[Libre-soc-bugs] [Bug 238] POWER Compressed Formal Standard writeup

bugzilla-daemon at libre-soc.org bugzilla-daemon at libre-soc.org
Tue Dec 1 01:33:46 GMT 2020


https://bugs.libre-soc.org/show_bug.cgi?id=238

--- Comment #164 from Alexandre Oliva <oliva at gnu.org> ---
it occurred to me that the reversal of M and N might have contributed to our
miscommunication in my question about N without M.

now here's another bit that may be contributing to our miscommunication, and
that it would be good to clear up, if nothing else because it might be hiding a
major problem in the encoding design

I hear that the mode and length decoder, namely phase 1, only have to look at
bits M and N of compressed insns to determine length of current insn and mode
of the next, and that's what's pseudocoded.
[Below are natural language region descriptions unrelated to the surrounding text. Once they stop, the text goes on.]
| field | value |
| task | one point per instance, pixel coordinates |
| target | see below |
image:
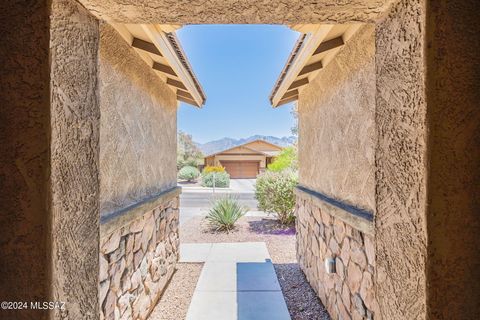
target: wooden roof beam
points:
(289, 94)
(163, 68)
(145, 46)
(311, 67)
(176, 84)
(184, 94)
(298, 83)
(285, 101)
(186, 100)
(329, 45)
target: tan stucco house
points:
(245, 161)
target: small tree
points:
(274, 192)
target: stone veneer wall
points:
(137, 259)
(337, 141)
(349, 293)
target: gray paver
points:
(238, 281)
(257, 276)
(261, 305)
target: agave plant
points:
(225, 212)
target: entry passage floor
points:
(237, 281)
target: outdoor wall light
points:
(330, 265)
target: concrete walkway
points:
(238, 281)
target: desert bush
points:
(222, 179)
(225, 212)
(274, 192)
(190, 162)
(209, 169)
(287, 159)
(188, 173)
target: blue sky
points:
(237, 66)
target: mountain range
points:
(226, 143)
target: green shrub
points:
(225, 212)
(274, 192)
(190, 162)
(209, 169)
(287, 159)
(222, 179)
(188, 173)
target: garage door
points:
(241, 169)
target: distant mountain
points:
(226, 143)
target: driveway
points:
(195, 201)
(243, 185)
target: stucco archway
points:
(416, 115)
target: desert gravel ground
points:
(302, 302)
(173, 304)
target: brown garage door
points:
(241, 169)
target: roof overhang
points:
(158, 46)
(315, 48)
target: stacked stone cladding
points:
(137, 261)
(348, 293)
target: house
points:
(246, 160)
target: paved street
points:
(195, 201)
(189, 199)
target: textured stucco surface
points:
(75, 124)
(400, 231)
(337, 125)
(138, 126)
(453, 219)
(24, 156)
(234, 11)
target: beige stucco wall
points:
(239, 12)
(138, 126)
(336, 125)
(74, 170)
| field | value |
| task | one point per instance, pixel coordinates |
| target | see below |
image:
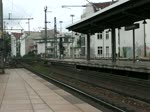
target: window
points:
(99, 50)
(99, 36)
(107, 51)
(107, 36)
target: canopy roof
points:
(120, 14)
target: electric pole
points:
(45, 10)
(1, 39)
(55, 36)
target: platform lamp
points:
(72, 37)
(144, 23)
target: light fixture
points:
(144, 22)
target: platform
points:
(23, 91)
(127, 65)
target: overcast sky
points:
(35, 9)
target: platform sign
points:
(131, 27)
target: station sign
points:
(131, 27)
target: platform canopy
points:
(120, 14)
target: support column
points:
(1, 40)
(88, 47)
(133, 45)
(113, 41)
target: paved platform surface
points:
(139, 66)
(23, 91)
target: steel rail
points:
(110, 106)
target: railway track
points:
(120, 107)
(88, 96)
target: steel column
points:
(88, 47)
(133, 45)
(113, 41)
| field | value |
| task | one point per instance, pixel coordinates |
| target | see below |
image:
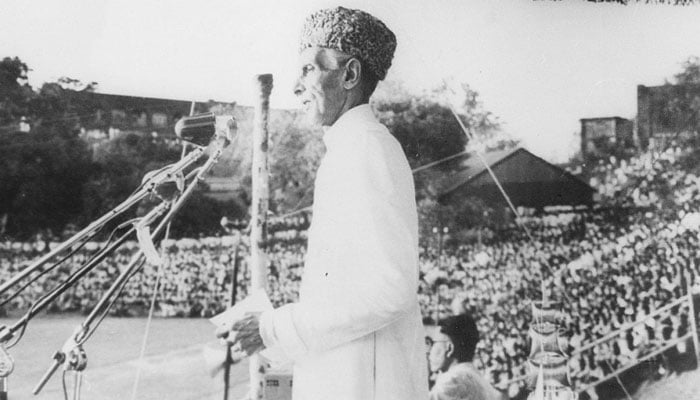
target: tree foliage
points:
(683, 110)
(51, 178)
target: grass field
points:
(174, 367)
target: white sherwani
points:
(356, 332)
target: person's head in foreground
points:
(343, 54)
(455, 343)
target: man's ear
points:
(353, 72)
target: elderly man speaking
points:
(356, 332)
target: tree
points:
(682, 110)
(15, 93)
(427, 129)
(294, 158)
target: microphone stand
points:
(150, 186)
(146, 189)
(75, 342)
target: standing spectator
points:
(451, 357)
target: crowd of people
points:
(609, 267)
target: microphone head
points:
(196, 129)
(200, 129)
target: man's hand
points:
(244, 335)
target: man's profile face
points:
(320, 84)
(439, 356)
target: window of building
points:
(159, 119)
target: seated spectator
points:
(451, 357)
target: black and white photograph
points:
(350, 200)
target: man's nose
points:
(298, 87)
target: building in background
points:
(606, 136)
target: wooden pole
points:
(260, 204)
(693, 320)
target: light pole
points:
(440, 233)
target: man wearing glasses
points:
(450, 357)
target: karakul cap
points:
(353, 32)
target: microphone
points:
(200, 129)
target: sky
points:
(540, 66)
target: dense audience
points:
(609, 267)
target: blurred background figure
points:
(451, 355)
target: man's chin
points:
(313, 118)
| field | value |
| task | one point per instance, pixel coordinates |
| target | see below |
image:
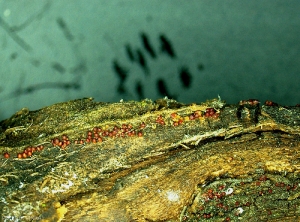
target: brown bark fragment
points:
(158, 161)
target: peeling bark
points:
(173, 162)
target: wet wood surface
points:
(151, 161)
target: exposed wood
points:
(155, 161)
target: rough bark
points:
(157, 161)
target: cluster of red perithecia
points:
(98, 134)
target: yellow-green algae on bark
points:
(240, 164)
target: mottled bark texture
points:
(151, 161)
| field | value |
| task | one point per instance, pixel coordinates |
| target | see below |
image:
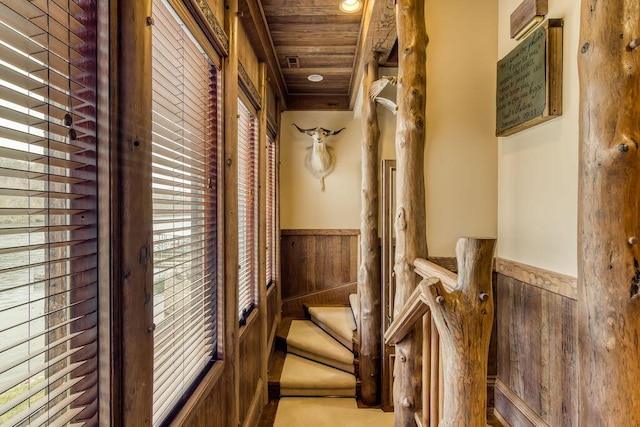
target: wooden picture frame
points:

me, I see no way to avoid also looking at Cmaj.m bits to tell whether M and N
have the usual meaning, or whether we're looking at a '16b sub' insn, where the
bit that usually holds N serves a different purpose.
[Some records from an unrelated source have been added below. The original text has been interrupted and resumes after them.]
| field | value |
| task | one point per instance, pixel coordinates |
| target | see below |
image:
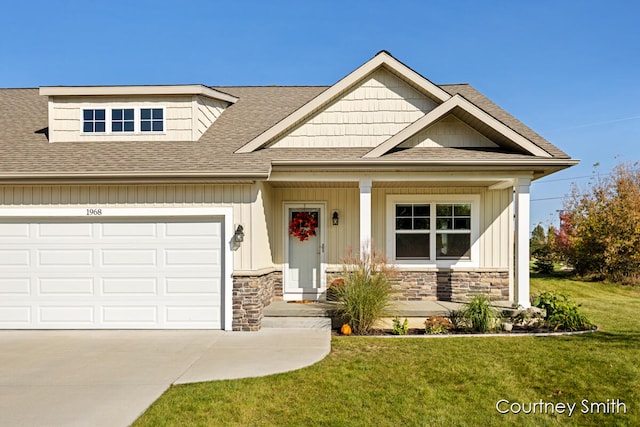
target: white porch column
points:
(365, 216)
(522, 242)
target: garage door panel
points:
(84, 314)
(112, 274)
(60, 257)
(15, 316)
(192, 257)
(15, 285)
(192, 285)
(64, 230)
(177, 315)
(130, 286)
(66, 286)
(15, 258)
(119, 230)
(15, 230)
(127, 257)
(141, 315)
(199, 230)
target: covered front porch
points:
(359, 212)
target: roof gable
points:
(469, 113)
(449, 132)
(382, 60)
(380, 106)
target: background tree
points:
(600, 228)
(541, 250)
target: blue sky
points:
(568, 69)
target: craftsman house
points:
(177, 207)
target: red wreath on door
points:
(302, 226)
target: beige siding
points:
(208, 111)
(494, 220)
(449, 132)
(373, 111)
(183, 122)
(243, 198)
(339, 239)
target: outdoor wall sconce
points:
(238, 236)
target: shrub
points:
(481, 315)
(365, 295)
(332, 293)
(543, 260)
(437, 325)
(400, 328)
(561, 312)
(457, 319)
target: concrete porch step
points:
(296, 322)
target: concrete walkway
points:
(108, 378)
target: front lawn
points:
(451, 381)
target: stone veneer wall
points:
(251, 294)
(461, 286)
(445, 285)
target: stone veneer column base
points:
(251, 294)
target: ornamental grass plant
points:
(365, 295)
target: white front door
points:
(303, 278)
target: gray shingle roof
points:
(27, 152)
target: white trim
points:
(522, 199)
(365, 217)
(136, 90)
(473, 199)
(382, 59)
(137, 119)
(322, 206)
(225, 212)
(440, 111)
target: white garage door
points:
(111, 274)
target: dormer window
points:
(94, 121)
(151, 120)
(122, 120)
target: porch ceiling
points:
(385, 184)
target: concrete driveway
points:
(108, 378)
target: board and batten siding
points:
(370, 113)
(243, 198)
(495, 217)
(186, 117)
(208, 112)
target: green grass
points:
(453, 381)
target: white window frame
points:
(122, 132)
(136, 120)
(93, 121)
(473, 199)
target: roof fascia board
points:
(381, 163)
(389, 176)
(445, 108)
(381, 59)
(136, 90)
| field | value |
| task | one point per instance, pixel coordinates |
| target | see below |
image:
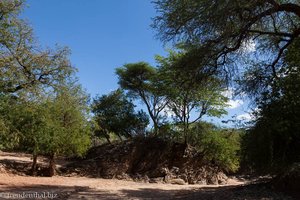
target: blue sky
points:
(102, 35)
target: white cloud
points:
(232, 104)
(245, 116)
(228, 93)
(248, 46)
I build my case on the following opcodes:

| 0111 | BA2 | | 001.1 | 0 BA | BB  | M | crnand
| 1000 | BA2 | | 001.1 | 0 BA | BB  | M | crand

if the decoder naively looks at the bits usually assigned to N and M, namely 0
and 15, I think it could make decisions that AFAICT would be incorrect for
subsequent insns

my assumption is that, for these insns depicted under 2.1.9, N is absent, so
only M should take effect, as in the 10-bit encoding.  IMHO it would be
surprising, bordering nonsensical, for part of the subopcode to force some of
the cr ops (like crand, whose "N" is 1) to choose between only be followed by
32-bit then 16-bit or remain in 16-bit mode, while others (like crnand, whose
"N" is 0) have to choose between permanent 32- or 16-bit.
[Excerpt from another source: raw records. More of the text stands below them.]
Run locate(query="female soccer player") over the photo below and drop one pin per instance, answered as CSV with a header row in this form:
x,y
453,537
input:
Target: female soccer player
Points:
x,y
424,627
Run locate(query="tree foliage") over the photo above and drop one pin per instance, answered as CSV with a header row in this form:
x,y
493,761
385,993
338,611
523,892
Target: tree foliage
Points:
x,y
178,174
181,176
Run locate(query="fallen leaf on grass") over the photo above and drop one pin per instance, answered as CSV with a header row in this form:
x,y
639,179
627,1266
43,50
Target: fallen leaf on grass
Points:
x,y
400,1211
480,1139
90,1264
now, consider a 16-bit crand insn is to be followed by several uncompressed
insns, so it has M=0

the phase 1 decoder, however, looks at M and N bits and sees NM = 0b10, meaning
32-bit-then-16-bit

so the next insn will be decoded as an uncompressed 32-bit one, just as
expected

but after it, we'll return to compressed mode, which is (to me) not expected

thus I claim the phase 1 decoder has to look at Cmaj.m, in addition to M and N,
to tell that the bit that usually means N doesn't really mean that for that
opcode.

is that really not so, i.e., are cr opcodes really to have their bit 0
interpreted as N even though it's also part of the subopcode?